Cómo creamos la ambientación para un evento
Cada evento comienza con una idea. Pero convertir esa idea en una atmósfera real requiere proceso, visión y mucho trabajo artesanal.
desde la propuesta inicial hasta el montaje final.
El punto de partida: la propuesta
En este caso, el cliente tenía claro que quería un estilo japonés. Con esa base definida, nos pusimos manos a la obra.
Siempre hay tres elementos fundamentales antes de diseñar:
- La idea o concepto del evento
- Imágenes y características del espacio
- El presupuesto disponible

Conocer el presupuesto no limita la creatividad; la orienta. Nos permite diseñar una propuesta coherente, equilibrada y realista.
En otras ocasiones, el estilo lo decidimos conjuntamente con el cliente. Puede estar marcado por la temporada —navideña, estival—
o por el tipo de evento. A veces la vegetación guía la propuesta más que una temática concreta.
Cuando trabajamos con una temática asociada a una zona, como en este caso Japón, esa cultura ya tiene su propio lenguaje vegetal y estético.
Nos inspiramos en esas referencias, sabiendo siempre que nuestras creaciones no dependen del clima ni de un mantenimiento para permanecer
en perfectas condiciones durante todo el evento.
La fase de inspiración
Una vez definida la línea japonesa, comenzamos la búsqueda de inspiración.
Recopilamos referencias visuales, atmósferas, composiciones, materiales y estructuras que encajen con el concepto.
Compartimos estas inspiraciones con el cliente para asegurarnos de que caminamos en la misma dirección.

Del plano a la propuesta real
Con la línea estética clara, trabajamos sobre el plano del espacio. Diseñamos la distribución para crear una experiencia fluida y coherente:
- Puntos focales
- Alturas
- Recorridos visuales
- Ubicación de las piezas vegetales
Esto nos permite imaginar cómo se vivirá el espacio antes de producirlo. Ajustamos las piezas, definimos volúmenes y cerramos la propuesta final.

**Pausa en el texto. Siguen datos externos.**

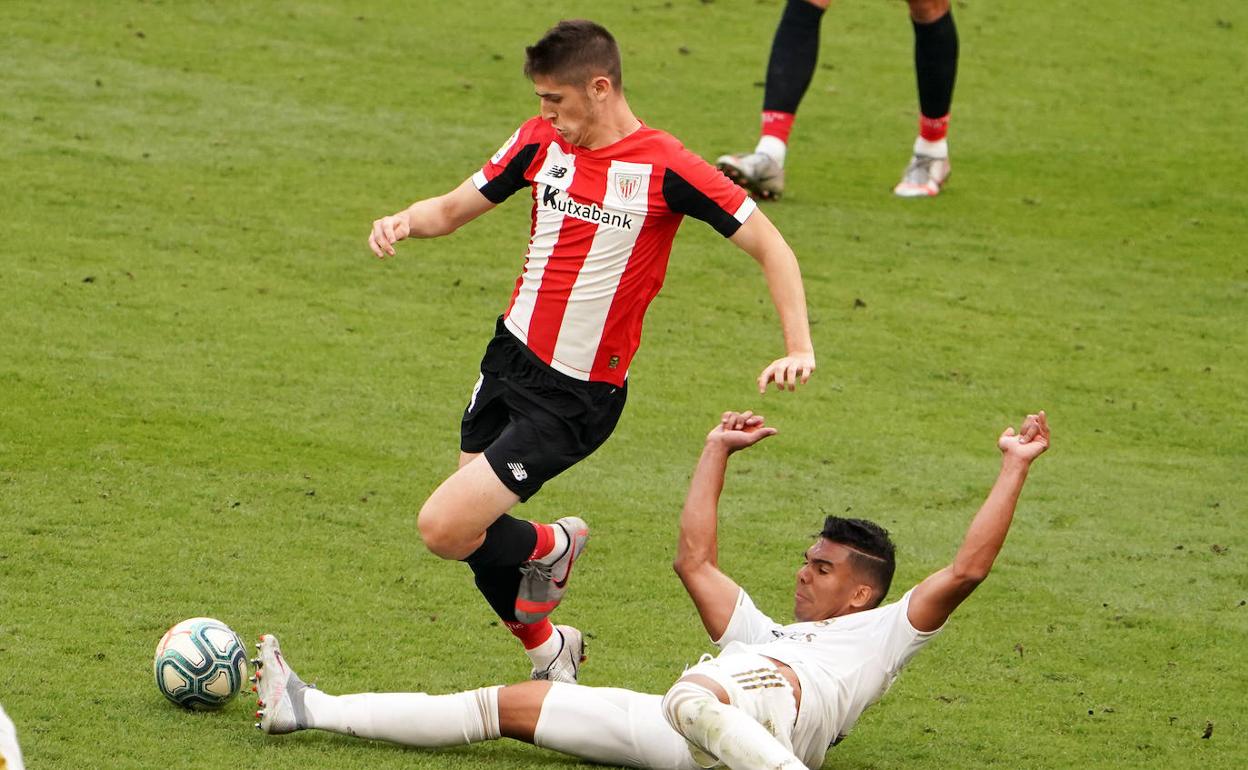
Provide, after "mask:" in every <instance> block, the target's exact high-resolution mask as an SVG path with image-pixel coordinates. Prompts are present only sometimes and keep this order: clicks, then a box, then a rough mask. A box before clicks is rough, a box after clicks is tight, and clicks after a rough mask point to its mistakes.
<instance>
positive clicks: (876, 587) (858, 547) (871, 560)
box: [819, 515, 897, 607]
mask: <svg viewBox="0 0 1248 770" xmlns="http://www.w3.org/2000/svg"><path fill="white" fill-rule="evenodd" d="M819 537H821V538H824V539H825V540H831V542H832V543H840V544H841V545H845V547H847V548H850V550H851V554H850V563H851V564H852V567H854V570H855V572H856V573H857V574H860V575H862V577H864V578H866V580H867V582H869V583H870V584H871V585H874V587H875V589H876V590H875V595H874V597H872V603H871V607H879V605H880V603H881V602H884V598H885V597H886V595H889V587H890V585H892V573H894V572H895V570H896V568H897V559H896V552H897V547H896V545H894V543H892V538H890V537H889V530H887V529H885V528H884V527H880V525H879V524H876V523H875V522H869V520H866V519H842V518H841V517H836V515H830V517H827V518H826V519H824V530H822V532H820V533H819Z"/></svg>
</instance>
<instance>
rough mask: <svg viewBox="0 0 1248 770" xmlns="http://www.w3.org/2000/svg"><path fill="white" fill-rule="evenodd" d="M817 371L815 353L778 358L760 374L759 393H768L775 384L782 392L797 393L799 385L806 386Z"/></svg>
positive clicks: (810, 353) (765, 368) (759, 375)
mask: <svg viewBox="0 0 1248 770" xmlns="http://www.w3.org/2000/svg"><path fill="white" fill-rule="evenodd" d="M814 371H815V354H814V353H795V354H791V356H785V357H784V358H776V359H775V361H773V362H771V363H770V364H768V368H765V369H763V373H761V374H759V393H766V392H768V386H769V384H771V383H773V382H774V383H776V387H778V388H779V389H781V391H786V389H787V391H796V389H797V383H801V384H806V382H807V381H809V379H810V373H811V372H814Z"/></svg>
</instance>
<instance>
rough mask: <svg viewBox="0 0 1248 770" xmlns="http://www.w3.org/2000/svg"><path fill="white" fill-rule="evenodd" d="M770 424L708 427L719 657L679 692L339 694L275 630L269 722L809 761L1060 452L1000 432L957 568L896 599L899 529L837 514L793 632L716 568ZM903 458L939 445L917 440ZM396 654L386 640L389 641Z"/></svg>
mask: <svg viewBox="0 0 1248 770" xmlns="http://www.w3.org/2000/svg"><path fill="white" fill-rule="evenodd" d="M774 433H775V429H774V428H770V427H768V426H766V423H765V421H764V419H763V417H760V416H755V414H751V413H749V412H745V413H736V412H726V413H724V416H723V418H721V421H720V424H718V426H716V427H715V428H714V429H713V431H711V432H710V434H708V437H706V444H705V447H704V449H703V453H701V457H700V458H699V461H698V468H696V470H694V475H693V479H691V480H690V483H689V494H688V495H686V498H685V507H684V510H683V512H681V514H680V539H679V543H678V545H676V560H675V564H674V567H675V569H676V573H678V574H679V575H680V580H681V583H683V584H684V587H685V590H686V592H688V593H689V597H690V598H691V599H693V603H694V607H695V608H696V610H698V614H699V616H700V618H701V621H703V625H704V626H705V629H706V633H708V635H709V636H710V639H711V641H713V643H714V644H715V646H718V648H720V651H719V654H718V655H716V656H711V655H704V656H703V660H701V661H699V663H698V664H696V665H694V666H691V668H689V669H686V670H685V671H684V674H681V675H680V678H679V679H678V680H676V683H675V684H674V685H671V686H670V688H669V689H668V691H666V695H649V694H644V693H635V691H633V690H624V689H618V688H592V686H584V685H574V684H565V683H549V681H524V683H520V684H515V685H510V686H504V688H498V686H488V688H480V689H477V690H467V691H463V693H453V694H447V695H428V694H424V693H361V694H356V695H337V696H336V695H329V694H327V693H322V691H319V690H316V689H313V688H311V686H308V685H307V684H305V683H303V680H301V679H300V678H298V676H297V675H296V674H295V673H293V671H292V670H291V668H290V666H288V665H287V661H286V660H285V659H283V658H282V650H281V646H280V645H278V643H277V639H276V638H273V636H271V635H265V636H262V638H261V641H260V645H258V646H260V656H258V658H257V660H256V661H255V663H256V664H257V665H258V666H260V668H258V670H257V676H258V681H257V685H256V693H257V699H258V701H260V704H258V706H260V708H258V709H257V713H256V716H257V719H258V720H260V721H257V723H256V726H257V728H260V729H261V730H263V731H265V733H268V734H273V735H276V734H285V733H293V731H296V730H307V729H314V730H327V731H331V733H341V734H343V735H352V736H356V738H366V739H378V740H389V741H394V743H399V744H404V745H408V746H421V748H437V746H456V745H463V744H473V743H478V741H484V740H494V739H498V738H512V739H515V740H523V741H528V743H532V744H537V745H538V746H543V748H547V749H553V750H555V751H562V753H564V754H570V755H573V756H578V758H583V759H588V760H590V761H594V763H600V764H605V765H624V766H629V768H649V769H653V770H696V769H698V768H719V766H726V768H729V769H730V770H760V769H764V768H765V769H769V770H804V769H806V768H810V769H815V768H820V766H821V765H822V764H824V759H825V755H826V753H827V750H829V749H830V748H831V746H834V745H836V744H837V743H840V740H841V739H844V738H845V736H846V735H847V734H849V733H850V731H851V730H852V729H854V726H855V725H856V724H857V721H859V718H860V716H861V715H862V713H864V711H865V710H866V709H867V708H869V706H871V704H874V703H876V701H877V700H879V699H880V698H882V696H884V694H885V693H886V691H887V690H889V688H890V686H891V685H892V683H894V680H896V678H897V676H899V675H900V673H901V671H902V670H904V668H905V666H906V664H907V663H909V661H910V660H911V659H912V658H914V656H915V655H917V654H919V653H920V651H921V650H922V649H924V648H926V646H927V644H930V643H931V641H932V639H934V638H935V636H936V635H937V634H938V631H940V630H941V629H942V628H943V625H945V623H946V620H948V618H950V616H951V615H952V613H953V612H955V610H956V609H957V608H958V605H961V604H962V602H965V600H966V599H967V598H968V597H970V595H971V594H972V592H975V589H976V588H977V587H978V585H980V584H981V583H982V582H983V580H985V579H986V578H987V575H988V573H990V572H991V569H992V564H993V562H995V560H996V558H997V554H998V553H1000V552H1001V548H1002V545H1005V539H1006V534H1007V533H1008V530H1010V524H1011V522H1012V520H1013V514H1015V508H1016V507H1017V502H1018V495H1020V494H1021V492H1022V488H1023V483H1025V482H1026V480H1027V474H1028V470H1030V468H1031V464H1032V462H1035V459H1036V458H1037V457H1040V456H1041V454H1042V453H1043V452H1045V451H1046V449H1048V441H1050V432H1048V421H1047V418H1046V416H1045V413H1043V412H1038V413H1036V414H1028V416H1027V418H1026V419H1025V421H1023V423H1022V426H1021V427H1020V429H1018V433H1017V434H1016V433H1015V431H1013V428H1006V429H1005V431H1003V432H1002V433H1001V434H1000V436H998V437H997V442H996V443H997V448H998V449H1000V452H1001V470H1000V473H998V475H997V480H996V483H995V484H993V485H992V490H991V492H988V495H987V498H986V499H985V500H983V504H982V505H981V507H980V510H978V513H976V514H975V518H973V519H972V520H971V524H970V527H968V528H967V530H966V535H965V537H963V539H962V545H961V548H958V550H957V553H956V555H955V557H953V559H952V562H950V564H948V565H947V567H945V568H942V569H938V570H936V572H934V573H932V574H930V575H929V577H927V578H926V579H924V580H922V582H921V583H919V584H917V585H915V587H914V588H911V589H910V590H907V592H906V593H905V594H902V597H901V598H900V599H897V600H896V602H892V603H890V604H884V603H882V600H884V598H885V597H886V595H887V593H889V589H890V585H891V583H892V577H894V572H895V568H896V560H895V553H896V549H895V547H894V543H892V540H891V538H890V537H889V533H887V532H886V530H885V529H882V528H881V527H879V525H877V524H874V523H872V522H867V520H864V519H842V518H839V517H827V518H826V519H825V522H824V529H822V532H821V533H820V535H819V537H817V538H816V539H815V542H814V543H812V544H811V545H810V547H809V548H807V549H806V552H805V554H804V557H802V559H801V565H800V567H799V568H797V574H796V580H795V585H794V604H792V608H794V610H792V614H794V619H795V623H789V624H780V623H776V621H775V620H773V619H771V618H769V616H768V615H765V614H764V613H763V612H760V610H759V609H758V608H756V607H755V605H754V602H753V600H751V599H750V595H749V594H748V593H746V592H745V590H744V589H743V588H741V587H740V585H738V584H736V582H735V580H733V579H731V578H730V577H729V575H726V574H725V573H723V572H721V570H720V568H719V564H718V558H719V545H718V527H719V520H718V519H719V517H718V507H719V497H720V493H721V490H723V487H724V478H725V474H726V469H728V462H729V456H730V454H733V453H734V452H738V451H741V449H745V448H748V447H751V446H754V444H756V443H759V442H760V441H763V439H765V438H768V437H769V436H773V434H774ZM902 451H904V452H930V451H931V448H930V447H929V446H927V443H926V437H924V439H916V441H915V442H914V446H912V447H906V448H902ZM382 654H383V655H384V650H382Z"/></svg>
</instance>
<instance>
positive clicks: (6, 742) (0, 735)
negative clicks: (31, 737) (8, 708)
mask: <svg viewBox="0 0 1248 770" xmlns="http://www.w3.org/2000/svg"><path fill="white" fill-rule="evenodd" d="M0 769H2V770H22V764H21V749H20V748H17V730H16V729H15V728H14V726H12V721H11V720H10V719H9V715H7V714H5V713H4V708H2V706H0Z"/></svg>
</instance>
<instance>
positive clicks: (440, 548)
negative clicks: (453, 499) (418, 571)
mask: <svg viewBox="0 0 1248 770" xmlns="http://www.w3.org/2000/svg"><path fill="white" fill-rule="evenodd" d="M416 528H417V530H419V533H421V540H422V542H423V543H424V547H426V548H428V549H429V552H431V553H433V554H434V555H437V557H442V558H443V559H462V558H463V557H464V555H467V554H464V553H461V552H462V550H463V548H464V544H463V542H462V537H461V533H458V532H457V530H456V528H454V527H453V525H452V524H451V522H449V520H448V517H446V515H439V512H438V510H437V509H432V508H431V507H429V504H428V503H426V504H424V507H423V508H421V513H419V514H418V515H417V517H416Z"/></svg>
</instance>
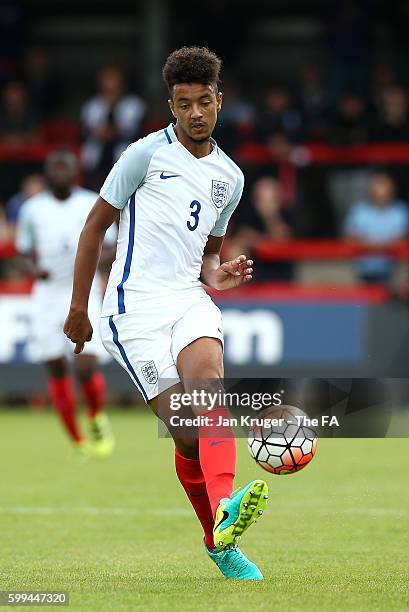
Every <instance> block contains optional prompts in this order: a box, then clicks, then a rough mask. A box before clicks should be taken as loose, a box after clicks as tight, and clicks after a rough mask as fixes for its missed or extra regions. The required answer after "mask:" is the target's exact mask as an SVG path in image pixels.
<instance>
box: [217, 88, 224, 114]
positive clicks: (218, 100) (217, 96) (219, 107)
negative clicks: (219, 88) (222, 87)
mask: <svg viewBox="0 0 409 612" xmlns="http://www.w3.org/2000/svg"><path fill="white" fill-rule="evenodd" d="M216 100H217V112H218V113H219V112H220V111H221V109H222V102H223V94H222V92H221V91H219V93H218V94H217V95H216Z"/></svg>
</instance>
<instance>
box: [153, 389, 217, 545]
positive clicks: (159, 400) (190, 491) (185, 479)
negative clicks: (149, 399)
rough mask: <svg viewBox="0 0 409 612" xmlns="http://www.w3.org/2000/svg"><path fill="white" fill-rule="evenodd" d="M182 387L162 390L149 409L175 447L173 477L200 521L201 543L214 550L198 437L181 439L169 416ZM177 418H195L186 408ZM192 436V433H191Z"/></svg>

El trabajo artesanal en el taller
Una vez confirmada la propuesta, empieza una de las partes más importantes: el taller.
Cada pieza vegetal se crea una a una, de forma completamente artesanal.
Seleccionamos materiales, trabajamos volúmenes y cuidamos cada detalle para que el resultado sea fiel al concepto inicial.
Es aquí donde la idea empieza a convertirse en algo tangible.
El montaje: cuando todo cobra vida
Finalmente, el equipo de montaje se encarga de transportar e instalar cada elemento en el espacio del evento.
Y es en ese momento cuando el proceso completo —desde la idea hasta la ejecución— se materializa.
Lo que comenzó como una propuesta inspirada en el estilo japonés se transforma en una experiencia real, coherente y envolvente.
De la idea a la realidad
Cada ambientación es un recorrido:
Concepto → Inspiración → Diseño → Producción → Montaje.
En el Evento Gastronómico Alfonso Mira, el resultado fue un espacio que acompañaba la experiencia culinaria sin competir con ella,
creando una atmósfera armónica y cuidada.